The writer has been a diligent grower of flowers, hoeing them, keeping them free of weeds, and trenching (mixing the lower and upper levels of soil). The result is blooming flowers that he gathers and takes to the fair to sell. An English fair, in those days, was a place where one could buy all kinds of things, as well as see various simple entertainments. But his efforts to sell his flowers failed. People paid no attention to them, because they were not the popular color to wear. So he took them back home, where they will wilt unappreciated.
So up and down I sow them
For lads like me to find,
When I shall lie below them,
A dead man out of mind.
Having found the locals had no interest in what he had grown, he decides to take the flower seeds and sow them — scatter them to grow and flower — “up and down,” meaning in all kinds of random places, all over the countryside. Places where young men are likely to happen upon them in future springs and summers, after the writer is dead and buried and forgotten.
Some seed the birds devour,
And some the season mars,
But here and there will flower
The solitary stars,
Some of the seeds he scatters will of course be eaten by the birds. And some will be ruined by the bad weather of the season. But nonetheless, here and there some of them will sprout and flourish, and so here and there will be flowers growing alone — “solitary stars.”
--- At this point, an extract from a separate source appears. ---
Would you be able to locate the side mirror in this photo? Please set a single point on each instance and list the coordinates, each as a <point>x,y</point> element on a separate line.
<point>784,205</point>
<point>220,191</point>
And fields will yearly bear them
As light-leaved spring comes on,
And luckless lads will wear them
When I am dead and gone.
Every year the flowers grown from his scattered seeds will bloom again in the country fields, when spring with its tender leaves appears. And other lads who have similarly not had good fortune in life will pluck the blossoms, and wear them on hat or pinned to the shirt or coat, when the writer who planted them has long been dead and gone.
Now we can understand this poem on two levels. First, it is the simple tale of a country lad who fails in what he tries, but nonetheless thinks what he has grown is worthwhile, so he scatters the seeds abroad so that they may flower for other fellows like him to find and enjoy in future years.
The second level is that of the writer himself. He carefully composes his various poems (his flowers), but finds they do not seem to be popular with those around him. They just don’t “get” what he creates. Nonetheless, he does not give up, but scatters his verses out where the public can see them (has them published), so that those few young men who will understand the writer and share his sentiments will find them and appreciate (“wear”) them.
As you can see, this poem is a kind of summary and finale to A Shropshire Lad. And Housman was right. Those “luckless lads” do find and appreciate the beautiful results of his efforts — the scattered flowers of his poetry — these many long years after his death.
Housman, of course, was quite familiar with the King James Bible. He once remarked “I think I should describe myself as a High-Church atheist,” meaning he did the dutiful formalities of a normal Englishman in his relations with the national Anglican Church, while not at all believing its doctrines and dogmas. It is not surprising that we find in this poem an echo of Matthew 13:3-9:
And he spake many things unto them in parables, saying, Behold, a sower went forth to sow; And when he sowed, some seeds fell by the way side, and the fowls came and devoured them up: Some fell upon stony places, where they had not much earth: and forthwith they sprung up, because they had no deepness of earth: And when the sun was up, they were scorched; and because they had no root, they withered away. And some fell among thorns; and the thorns sprung up, and choked them: But other fell into good ground, and brought forth fruit, some an hundredfold, some sixtyfold, some thirtyfold. Who hath ears to hear, let him hear.